Loss of p53 function accelerates acquisition of telomerase activity in indefinite lifespan human mammary epithelial cell lines.

Author information

1
Lawrence Berkeley National Laboratory, Life Sciences Division, Berkeley, CA 94720, USA. mrstampfer@lbl.gov

Abstract

We describe novel effects of p53 loss on immortal transformation, based upon comparison of immortally transformed human mammary epithelial cell (HMEC) lines lacking functional p53 with closely related p53(+) lines. Our previous studies of p53(+) immortal HMEC lines indicated that overcoming the stringent replicative senescence step associated with critically short telomeres (agonescence), produced indefinite lifespan lines that maintained growth without immediately expressing telomerase activity. These telomerase(-) 'conditionally immortal' HMEC underwent an additional step, termed conversion, to become fully immortal telomerase(+) lines with uniform good growth. The very gradual conversion process was associated with slow heterogeneous growth and high expression of the cyclin-dependent kinase inhibitor p57(Kip2). We now show that p53 suppresses telomerase activity and is necessary for the p57 expression in early passage p53(+) conditionally immortal HMEC lines, and that p53(-/-) lines exhibit telomerase reactivation and attain full immortality much more rapidly.
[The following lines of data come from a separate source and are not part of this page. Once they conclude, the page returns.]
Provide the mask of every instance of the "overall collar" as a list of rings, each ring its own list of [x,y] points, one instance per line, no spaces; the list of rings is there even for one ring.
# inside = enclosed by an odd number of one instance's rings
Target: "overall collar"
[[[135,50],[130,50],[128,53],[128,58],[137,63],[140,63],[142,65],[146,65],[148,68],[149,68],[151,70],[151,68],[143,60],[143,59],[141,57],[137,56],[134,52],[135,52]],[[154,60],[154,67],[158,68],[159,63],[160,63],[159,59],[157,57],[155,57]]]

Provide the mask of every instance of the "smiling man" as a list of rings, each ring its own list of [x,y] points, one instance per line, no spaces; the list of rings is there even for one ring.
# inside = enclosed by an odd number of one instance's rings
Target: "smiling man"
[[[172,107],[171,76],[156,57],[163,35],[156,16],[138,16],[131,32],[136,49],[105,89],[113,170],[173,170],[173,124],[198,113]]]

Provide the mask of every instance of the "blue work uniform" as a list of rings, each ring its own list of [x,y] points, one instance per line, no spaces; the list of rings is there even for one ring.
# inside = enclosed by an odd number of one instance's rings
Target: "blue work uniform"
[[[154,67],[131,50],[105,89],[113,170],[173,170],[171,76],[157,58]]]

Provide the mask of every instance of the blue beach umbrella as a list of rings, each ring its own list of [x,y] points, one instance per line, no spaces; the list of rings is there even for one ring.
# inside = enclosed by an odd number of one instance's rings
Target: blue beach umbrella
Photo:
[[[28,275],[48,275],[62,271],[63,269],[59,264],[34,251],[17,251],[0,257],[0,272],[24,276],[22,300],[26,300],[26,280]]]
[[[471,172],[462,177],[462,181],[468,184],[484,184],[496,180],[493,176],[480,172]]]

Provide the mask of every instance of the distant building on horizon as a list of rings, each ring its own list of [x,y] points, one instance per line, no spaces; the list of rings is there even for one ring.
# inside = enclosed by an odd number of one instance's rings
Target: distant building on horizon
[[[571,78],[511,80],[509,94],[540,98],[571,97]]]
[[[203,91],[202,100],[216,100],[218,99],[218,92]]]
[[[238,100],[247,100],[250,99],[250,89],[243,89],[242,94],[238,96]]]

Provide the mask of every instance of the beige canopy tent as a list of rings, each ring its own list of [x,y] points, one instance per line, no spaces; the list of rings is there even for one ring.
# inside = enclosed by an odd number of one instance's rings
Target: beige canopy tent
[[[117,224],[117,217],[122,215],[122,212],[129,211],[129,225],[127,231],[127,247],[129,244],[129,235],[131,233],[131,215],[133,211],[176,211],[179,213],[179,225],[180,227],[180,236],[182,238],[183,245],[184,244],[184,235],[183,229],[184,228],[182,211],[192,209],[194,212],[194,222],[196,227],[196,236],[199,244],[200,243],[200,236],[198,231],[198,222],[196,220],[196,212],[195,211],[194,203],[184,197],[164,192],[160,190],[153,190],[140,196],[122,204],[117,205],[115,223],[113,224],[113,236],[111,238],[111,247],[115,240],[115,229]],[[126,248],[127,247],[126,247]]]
A p53-inhibiting genetic suppressor element introduced into early passages of a conditionally immortal telomerase(-) p53(+) HMEC line led to rapid induction of hTERT mRNA, expression of telomerase activity, loss of p57 expression, and quick attainment of uniform good growth. These studies indicate that derangements in p53 function may impact malignant progression through direct effects on the conversion process, a potentially rate-limiting step in HMEC acquisition of uniform unlimited growth potential. These studies also provide evidence that the function of p53 in suppression of telomerase activity is separable from its cell cycle checkpoint function.

PMID:
12917625
DOI:
10.1038/sj.onc.1206667
[Indexed for MEDLINE]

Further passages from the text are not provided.